Sheltered Youth Homelessness
On a single night in 2021, 15,763 people under the age of 25 experienced sheltered homelessness on their own as “unaccompanied youth.” This represents a decline of nine percent between 2020 and 2021. While decreases in sheltered homelessness among unaccompanied youth were experienced across nearly all demographic characteristics, a few groups did experience increases. The number of people who were transgender increased by 29 percent, and the number of sheltered unaccompanied youth who were gender non-conforming increased by 26 percent. Though the number was relatively small, sheltered unaccompanied youth who were Native American experienced the largest percentage increase, at 21 percent.
Sheltered Veteran Homelessness
Between 2020 and 2021, the number of veterans experiencing sheltered homelessness decreased by 10 percent. This represents the largest one-year decline since 2015 to 2016. In 2021, 19,750 veterans were experiencing sheltered homelessness, representing eight percent of all sheltered adults experiencing homelessness in the United States. Veterans experiencing sheltered homelessness accounted for 11 out of every 10,000 veterans in the country.

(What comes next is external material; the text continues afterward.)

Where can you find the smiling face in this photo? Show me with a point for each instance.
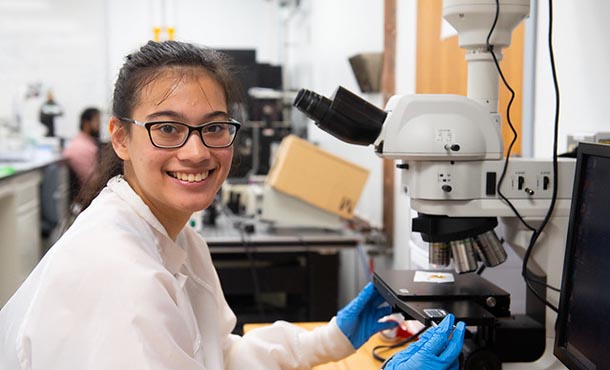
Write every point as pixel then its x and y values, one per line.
pixel 174 183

Sheltered Homelessness Among People of Color
More than 4 of every 10 people experiencing sheltered homelessness were Black of African American (45% or 147,521), and 44 percent (or 144,707 people) were White. The remaining 10 percent were people identifying multiple races (5%), Native American or Indigenous Peoples (2%), Asian (1%), or Pacific Islander (1%). Between 2020 and 2021, the number of Black or African American people staying in shelters decreased by 12 percent. People who were of more than one race decreased by 10 percent. While the number was relatively small, the number of people who were Pacific Islander increased by 10 percent (or 421 people).
Unsheltered Homelessness
In the sample of 138 communities that conducted full unsheltered counts in both 2020 and 2021, nearly half of people experiencing homelessness (46%) were individuals staying in sheltered locations, 37 percent were people in families with children staying in sheltered locations, 15 percent were unsheltered individuals, and three percent were unsheltered people in families with children. Across all 138 communities, the unsheltered population remained largely unchanged, decreasing by 78 people or less than one percent. The number of people counted in unsheltered locations increased in rural and other largely urban CoCs and decreased in major cities and suburbs. The change in the number of unsheltered individuals mirrored that of all unsheltered people. However, in each geographic category the number of unsheltered people in families increased.